I was told the “massive search” of the island “goes on around the clock” with “helicopters lighting the way.” I’m glad they told me, too. I haven’t seen any of that. I did see a cop car, but it turned out to be the one behind me as I was making an illegal left while trying to hide my Balashi beer.

One night on the tube, Dr. Henry Lee, he of OJ trial fame, said “they are running out of leads.” I don’t know if he was talking about the investigation -- or the news.

I can’t blame the Holloway and Twitty families, some of whom remain here. If it were my daughter, I would turn the island upside down. .... I would scream and shout every night the television news people would train a camera on me. I would try to keep the story in the limelight as long as possible, if it meant an entire island’s police force would spend an extra minute looking for my kid. I would increase the reward by a hundred grand every day it would buy me another second of TV time. I would. I would. I would.

But if I were a news director, I wouldn’t listen.

If Natalee is dead it is a terrible loss for her family. Terrible. I can’t imagine life going on after the death of a child. But Natalee’s death is not a tragic loss for our country. It is not worth damaging the Aruban economy over. It is not worth some bumpkin Alabama politician’s grandstanding bullshit that everyone in his state should boycott Aruba until “they do something about Natalee.”
... Natalee is getting international - international! - coverage for one reason: she’s a Cute White Girl. American news loves a cute, virginal blonde in distress....

Nancy Kerrigan was a CWG who only had to be hit on the knee to merit round-the-clock coverage. Denise Brown Simpson? Well, a formerly cute WG, anyway. Take a twofer like Laci Peterson and you’ve got a jackpot; first she was a Missing CWG, then she was a Dead CWG. The tragedy of Missing-And-Presumed-Dead-Only-To-Be-Found-With-Religious-Wackos CWG Elizabeth Smart is that the hype of her disappearance and miraculous recovery is giving false hope to a lot of people.

CONTEXT? WHAT CONTEXT?

On November 1, 1994, I was at a crash scene in Cozumel, Mexico. A helicopter carrying American tourists from a nearby ruins site suddenly went into the drink. 12 people, all Americans, died. []

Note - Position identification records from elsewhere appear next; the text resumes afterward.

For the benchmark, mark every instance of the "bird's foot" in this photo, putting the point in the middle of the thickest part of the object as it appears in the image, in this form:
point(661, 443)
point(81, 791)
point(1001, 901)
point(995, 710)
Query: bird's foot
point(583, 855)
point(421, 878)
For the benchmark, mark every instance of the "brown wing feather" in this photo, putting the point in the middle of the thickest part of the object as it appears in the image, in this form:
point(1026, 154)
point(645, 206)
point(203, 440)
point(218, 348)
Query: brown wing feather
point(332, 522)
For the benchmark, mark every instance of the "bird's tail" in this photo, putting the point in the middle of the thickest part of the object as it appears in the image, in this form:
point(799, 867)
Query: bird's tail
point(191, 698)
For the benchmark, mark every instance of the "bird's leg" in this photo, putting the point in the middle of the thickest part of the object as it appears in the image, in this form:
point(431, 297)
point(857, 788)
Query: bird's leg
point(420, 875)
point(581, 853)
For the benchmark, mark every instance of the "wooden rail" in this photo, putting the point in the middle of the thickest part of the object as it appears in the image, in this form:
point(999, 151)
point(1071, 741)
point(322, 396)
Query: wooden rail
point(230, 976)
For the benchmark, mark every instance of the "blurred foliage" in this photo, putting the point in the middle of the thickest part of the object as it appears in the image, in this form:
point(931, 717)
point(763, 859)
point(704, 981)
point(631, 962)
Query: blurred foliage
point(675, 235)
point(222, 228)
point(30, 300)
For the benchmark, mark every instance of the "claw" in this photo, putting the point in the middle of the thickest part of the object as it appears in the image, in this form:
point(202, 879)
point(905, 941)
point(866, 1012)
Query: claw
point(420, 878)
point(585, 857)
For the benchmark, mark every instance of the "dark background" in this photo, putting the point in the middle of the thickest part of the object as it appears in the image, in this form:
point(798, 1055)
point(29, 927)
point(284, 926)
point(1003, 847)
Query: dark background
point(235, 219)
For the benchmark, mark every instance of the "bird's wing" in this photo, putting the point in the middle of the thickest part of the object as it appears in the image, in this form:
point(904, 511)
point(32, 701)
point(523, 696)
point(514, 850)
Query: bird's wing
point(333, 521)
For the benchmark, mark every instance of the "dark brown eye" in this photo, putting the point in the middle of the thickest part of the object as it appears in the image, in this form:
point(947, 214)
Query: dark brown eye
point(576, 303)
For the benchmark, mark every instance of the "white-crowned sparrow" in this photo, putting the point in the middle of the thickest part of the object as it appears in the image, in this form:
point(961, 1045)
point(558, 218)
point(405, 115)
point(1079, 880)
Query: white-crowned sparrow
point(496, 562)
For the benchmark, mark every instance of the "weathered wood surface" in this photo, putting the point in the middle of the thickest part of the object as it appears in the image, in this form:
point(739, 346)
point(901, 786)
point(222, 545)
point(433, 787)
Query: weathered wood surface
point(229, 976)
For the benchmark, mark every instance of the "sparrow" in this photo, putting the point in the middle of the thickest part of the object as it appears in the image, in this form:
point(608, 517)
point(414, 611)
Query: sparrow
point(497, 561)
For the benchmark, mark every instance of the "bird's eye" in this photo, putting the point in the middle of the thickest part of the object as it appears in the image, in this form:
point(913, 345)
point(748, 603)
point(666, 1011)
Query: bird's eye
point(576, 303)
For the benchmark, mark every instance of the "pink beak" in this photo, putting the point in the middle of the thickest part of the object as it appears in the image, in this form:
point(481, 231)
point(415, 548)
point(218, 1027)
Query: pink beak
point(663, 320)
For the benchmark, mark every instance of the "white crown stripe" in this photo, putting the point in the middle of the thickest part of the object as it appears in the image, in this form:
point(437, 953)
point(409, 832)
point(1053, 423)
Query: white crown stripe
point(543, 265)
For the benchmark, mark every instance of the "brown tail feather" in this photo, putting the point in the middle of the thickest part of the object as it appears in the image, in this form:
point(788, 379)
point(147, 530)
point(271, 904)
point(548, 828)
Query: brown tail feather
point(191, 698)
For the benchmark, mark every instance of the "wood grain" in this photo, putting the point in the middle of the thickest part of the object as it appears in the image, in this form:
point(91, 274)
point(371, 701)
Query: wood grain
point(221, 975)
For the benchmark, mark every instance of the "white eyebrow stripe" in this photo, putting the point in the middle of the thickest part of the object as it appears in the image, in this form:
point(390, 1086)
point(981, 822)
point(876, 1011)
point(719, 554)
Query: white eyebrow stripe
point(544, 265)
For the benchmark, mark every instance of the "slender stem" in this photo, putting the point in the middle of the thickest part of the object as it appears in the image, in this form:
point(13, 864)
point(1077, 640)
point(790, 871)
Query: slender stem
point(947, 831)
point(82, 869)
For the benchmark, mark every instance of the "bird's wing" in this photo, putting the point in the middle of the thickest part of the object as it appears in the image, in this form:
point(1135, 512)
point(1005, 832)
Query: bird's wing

It wasn’t the only time a tourist chopper took a sudden dive. A few months later, ABC News ran a story on helicopter crashes in Hawaii, Mexico and other tourist locations. People were going on honeymoons and dying because of bad maintenance records, ill-trained pilots and dirty motor oil. And these trips were still being booked.

In Cozumel that day we had an actual tragedy, and it exposed an actual danger facing actual people. Helicopter crashes were killing Americans just out for a good view. This had to be told. CNN had the item on the news late that night. It was a copy story. The dead made a critical error: they weren’t six CWGs.

Journalists, good ones anyway, are supposed to do more than report facts. (And thank me for not putting “facts” in quotes. The Natalee story seems full of “facts.”) We are supposed to put stories into proper context. We are supposed to use stories of individuals to tell a larger tale. We are supposed to examine a story, hold a critical light to it, and see how much coverage it merits, if any at all.

So far, only “Aruba Today” seems to understand that.

by Steve Safran


*In case anyone is interested, I posted the first comment August 2--69 comments so far; the second got 42. Every day, more e-mail! It drew more comments than Diet Coke with Splenda!